I was quickly browsing an article on Lutherische Beitraege last night (and wondering if my copy was in the mail -- today it arrived from Germany with a bonus: a copy of Martti Vaahtoranta's ,,Mission der Liebe" [Mission of Love]). The article is by Gottfried Martens and is called ,,The Practice of Weekly Communionion in the SELK". Here is a link the the original German and a Google translation into English. The english translation is not great, but it allows you to get the basic gist of Martens' essay.

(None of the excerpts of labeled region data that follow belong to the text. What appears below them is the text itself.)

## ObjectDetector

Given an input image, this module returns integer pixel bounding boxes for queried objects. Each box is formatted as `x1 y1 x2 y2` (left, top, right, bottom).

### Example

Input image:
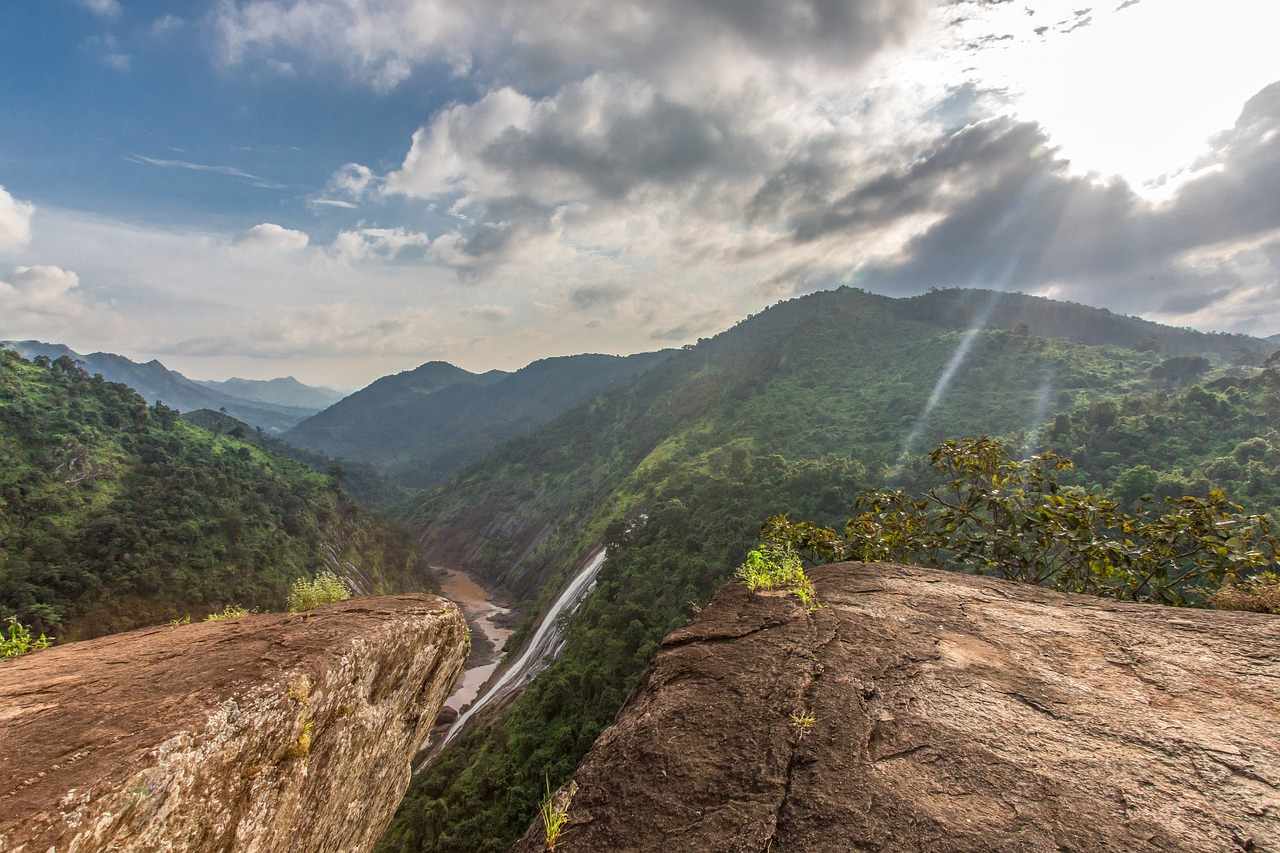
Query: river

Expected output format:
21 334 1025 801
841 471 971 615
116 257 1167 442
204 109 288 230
440 548 605 747
433 566 511 711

Martens' second through fourth paragraphs focus on a practical issue regarding the Lord's Supper. How does a Lutheran pastor/church bring communion frequency into compliance with Apology XXIV.1 (For among us masses are celebrated every Lord's Day and on the other festivals, in which the Sacrament is offered to those who wish to use it, after they have been examined and absolved.)? Martens notes that in the SELK there are a number of Lutheran churches which only offer the Lord's Supper once a month, usually on the 2nd or 3rd Sunday of the month. I find the same in the LCMS: many churches do not offer the Lord's Supper each Sunday.

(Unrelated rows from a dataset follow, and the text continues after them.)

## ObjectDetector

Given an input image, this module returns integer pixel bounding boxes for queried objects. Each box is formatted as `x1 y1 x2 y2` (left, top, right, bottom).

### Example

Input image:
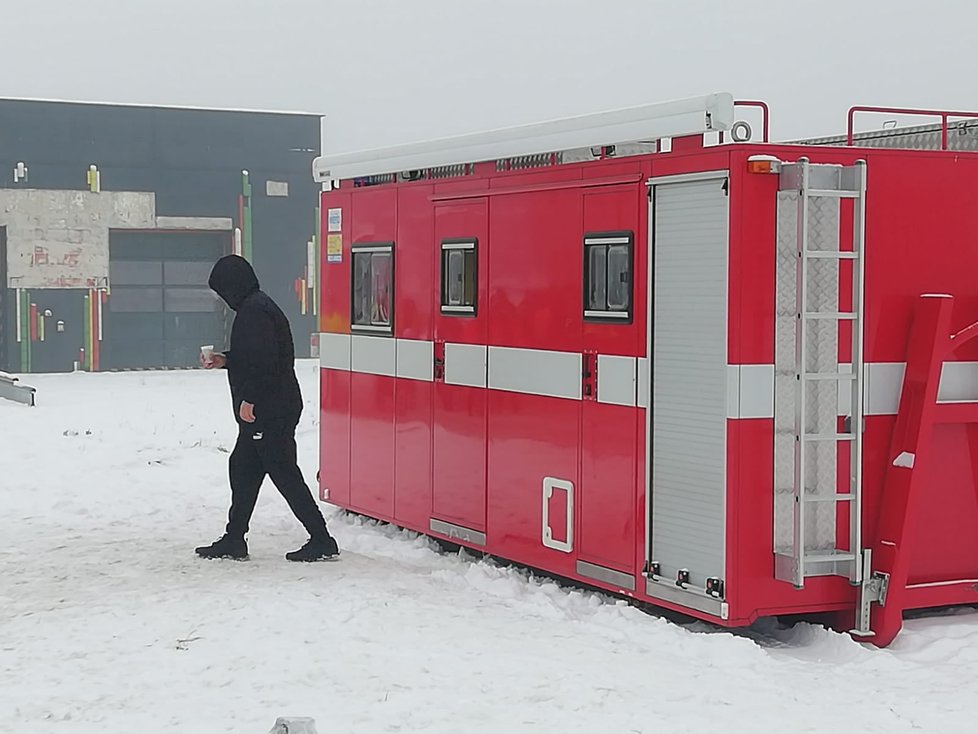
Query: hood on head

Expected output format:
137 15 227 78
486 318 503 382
207 255 258 311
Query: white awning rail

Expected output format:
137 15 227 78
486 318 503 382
312 93 734 183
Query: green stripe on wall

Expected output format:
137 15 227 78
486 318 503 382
20 291 31 372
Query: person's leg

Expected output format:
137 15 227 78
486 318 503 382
227 431 265 538
255 421 337 560
197 431 265 558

It is a long and patient process to move a congregation from its current practice to the confessional practice of every Sunday communion. At my church, the process has been going on for at least twenty years and by three different pastors. It involves lots of teaching and dealing with misconceptions and straw men arguments.

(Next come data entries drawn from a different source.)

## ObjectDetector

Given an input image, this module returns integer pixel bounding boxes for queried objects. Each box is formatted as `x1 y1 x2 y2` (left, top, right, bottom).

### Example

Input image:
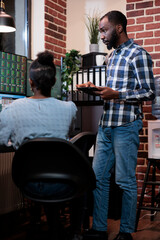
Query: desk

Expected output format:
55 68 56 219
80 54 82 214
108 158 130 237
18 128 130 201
0 146 23 214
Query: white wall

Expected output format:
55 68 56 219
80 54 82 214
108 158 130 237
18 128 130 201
31 0 45 59
67 0 126 54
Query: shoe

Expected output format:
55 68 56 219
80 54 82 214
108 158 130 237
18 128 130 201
83 229 108 240
114 232 133 240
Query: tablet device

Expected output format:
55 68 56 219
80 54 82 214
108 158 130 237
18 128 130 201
77 87 99 95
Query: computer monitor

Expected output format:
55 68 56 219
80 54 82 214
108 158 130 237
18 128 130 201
26 59 61 99
0 52 27 98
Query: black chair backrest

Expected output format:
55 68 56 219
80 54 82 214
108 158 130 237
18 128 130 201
12 138 95 202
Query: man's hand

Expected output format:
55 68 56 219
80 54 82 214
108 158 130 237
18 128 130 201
76 82 95 88
95 87 119 100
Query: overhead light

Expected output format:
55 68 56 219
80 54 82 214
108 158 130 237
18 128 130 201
0 0 16 33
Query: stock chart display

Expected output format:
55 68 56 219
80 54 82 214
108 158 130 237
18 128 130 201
0 52 27 95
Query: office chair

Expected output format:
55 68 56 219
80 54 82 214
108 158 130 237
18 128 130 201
12 138 96 239
12 138 95 203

I suspect that the modern disdain for every Sunday communion comes from a latent Pietism among Lutherans. Most, but not all, pietistic Lutherans emphasized a knowledge of Jesus based on subjective experiences over objective doctrine and tended to demphasize the Sacraments, especially the Lord's Supper. As such, Pietism encouraged infrequent communion. This lead to some churches only celebrating the Sacrament at Christmas and Easter, while others celebrated it quarterly or once a month. The one person who bucked this trend was The Rev. Wilhelm Loehe. He held Pietism and Confessional Lutheranism in balance. He probably isn't the only Lutheran to have done so, and I suspect it was not an easy balance to maintain at times.
In the LCMS, pastors, theologians, and lay people have been trying for the past 30 years to steer attitudes back to the proper and confessional understanding of the frequency of the Lord's Supper. At times it seems to be like molasses rolling up a hill in January, but it is a task that is worth undertaking. Like the SELK, previous LCMS conventions have passed resolutions that commend congregations to celebrate the Lord's Supper every Sunday. I commend Dr. Martens for his insightful and hard-hitting article about the frequency of the Lord's Supper.